Overcoming the curse of dimensionality in dynamic programming by tensor decompositions

Almost 60 years ago Richard Bellman coined the expression ``curse of dimensionality'' when referring to the overwhelming computational complexity associated with the solution of multi-stage decision processes through dynamic programming (DP), leading to the well-known Bellman equation.
Nowadays the curse of dimensionality has become an ubiquitous expression shared in different fields such as numerical analysis, compressed sensing and machine learning. However, it is in the computation of optimal feedback laws for the control of dynamical systems where its meaning continues to be most evident.
Consider a simple pendulum, which is characterised by two variables, the position of the mass, and its velocity.
A classical demonstration is the stabilisation of the pendulum in the unstable upwards position by moving the base adaptively.
To synthesize the control signal for the actuator of the base that would be robust to stochastic fluctuations (e.g. from the air),
one needs to compute a feedback map as a two-dimensional function of the position and velocity.
This feedback map satisfies the two-dimensional partial differential equation (PDE), which has no analytic solution in general.
Solving it numerically requires a discretisation of both the position and velocity with some n points.
However, the total number of unknowns in the feedback map is n^2, corresponding to all combinations of the position and velocity points,
and therefore the computations take longer.

For d variables, the complexity of the straightforward numerical solutions grows exponentially as n^d.
Even a simple quadrocopter model is described by 12 variables, and modern applications in particle physics or opinion dynamics require optimal control of dynamical systems, which are in turn PDEs, discretised with hundreds or thousands of variables.
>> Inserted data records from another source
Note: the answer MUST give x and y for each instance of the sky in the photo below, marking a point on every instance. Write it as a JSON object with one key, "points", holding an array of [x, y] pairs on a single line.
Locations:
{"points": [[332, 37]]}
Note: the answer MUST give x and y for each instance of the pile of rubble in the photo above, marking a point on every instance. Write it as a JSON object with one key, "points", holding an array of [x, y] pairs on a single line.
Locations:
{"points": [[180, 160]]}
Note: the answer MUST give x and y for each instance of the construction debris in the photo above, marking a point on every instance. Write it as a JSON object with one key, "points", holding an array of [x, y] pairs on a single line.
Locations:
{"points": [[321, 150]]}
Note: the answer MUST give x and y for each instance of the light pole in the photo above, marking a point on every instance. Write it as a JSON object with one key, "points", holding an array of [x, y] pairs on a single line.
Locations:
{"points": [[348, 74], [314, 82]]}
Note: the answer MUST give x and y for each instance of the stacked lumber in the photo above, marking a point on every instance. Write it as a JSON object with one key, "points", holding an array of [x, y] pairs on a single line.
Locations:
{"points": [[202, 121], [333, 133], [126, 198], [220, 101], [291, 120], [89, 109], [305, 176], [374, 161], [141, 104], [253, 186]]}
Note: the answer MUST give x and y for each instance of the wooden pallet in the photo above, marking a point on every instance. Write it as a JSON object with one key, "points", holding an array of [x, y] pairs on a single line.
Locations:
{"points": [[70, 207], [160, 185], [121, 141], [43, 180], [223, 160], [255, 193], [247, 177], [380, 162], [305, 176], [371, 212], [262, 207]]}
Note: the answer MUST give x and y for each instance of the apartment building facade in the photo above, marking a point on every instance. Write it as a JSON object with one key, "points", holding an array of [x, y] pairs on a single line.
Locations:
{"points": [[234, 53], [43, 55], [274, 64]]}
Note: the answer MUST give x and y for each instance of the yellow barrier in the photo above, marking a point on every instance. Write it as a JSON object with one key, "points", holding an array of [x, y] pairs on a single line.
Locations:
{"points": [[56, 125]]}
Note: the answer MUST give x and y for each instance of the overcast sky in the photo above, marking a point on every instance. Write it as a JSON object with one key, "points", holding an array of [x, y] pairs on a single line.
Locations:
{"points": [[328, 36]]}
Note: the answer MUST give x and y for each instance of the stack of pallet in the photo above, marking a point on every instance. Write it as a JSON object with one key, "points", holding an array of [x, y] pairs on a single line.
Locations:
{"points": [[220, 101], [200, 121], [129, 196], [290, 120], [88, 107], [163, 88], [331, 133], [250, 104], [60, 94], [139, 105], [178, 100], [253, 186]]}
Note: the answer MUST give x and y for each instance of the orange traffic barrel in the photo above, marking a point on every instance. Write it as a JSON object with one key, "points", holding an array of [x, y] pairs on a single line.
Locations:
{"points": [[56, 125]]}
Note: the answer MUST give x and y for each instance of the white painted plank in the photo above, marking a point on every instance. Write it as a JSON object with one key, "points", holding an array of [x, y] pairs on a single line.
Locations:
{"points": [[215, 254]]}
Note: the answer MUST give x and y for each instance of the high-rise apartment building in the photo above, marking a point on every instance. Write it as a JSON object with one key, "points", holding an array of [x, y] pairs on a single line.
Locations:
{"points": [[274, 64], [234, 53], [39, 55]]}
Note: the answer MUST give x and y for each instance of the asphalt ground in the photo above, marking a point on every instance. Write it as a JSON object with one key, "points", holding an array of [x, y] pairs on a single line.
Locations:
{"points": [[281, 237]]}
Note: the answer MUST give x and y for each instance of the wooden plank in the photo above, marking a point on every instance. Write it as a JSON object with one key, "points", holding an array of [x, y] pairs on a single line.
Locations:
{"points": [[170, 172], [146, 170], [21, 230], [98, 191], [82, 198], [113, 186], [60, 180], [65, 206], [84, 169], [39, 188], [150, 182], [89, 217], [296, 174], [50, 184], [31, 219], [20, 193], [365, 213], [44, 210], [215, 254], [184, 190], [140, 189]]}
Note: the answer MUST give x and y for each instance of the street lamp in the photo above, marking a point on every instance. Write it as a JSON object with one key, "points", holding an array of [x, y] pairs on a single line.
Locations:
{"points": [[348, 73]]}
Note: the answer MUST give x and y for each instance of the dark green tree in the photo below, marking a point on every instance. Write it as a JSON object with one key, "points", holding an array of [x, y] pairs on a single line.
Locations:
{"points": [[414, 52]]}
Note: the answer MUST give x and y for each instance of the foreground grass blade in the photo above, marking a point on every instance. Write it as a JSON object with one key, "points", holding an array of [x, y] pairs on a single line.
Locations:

However, such systems are often very special in the sense that each variable is driven effectively by only neighbouring variables in the dynamics.
In this case, the sought feedback map admits a tensor approximation with (almost) separated variables.
This allows us to reduce the computational complexity dramatically, to a number of operations growing only polynomially with the number of variables, albeit at a price of introducing some error.
This error can be further corrected by using methods from reinforcement learning, similar to those that made the winning artificial Go player.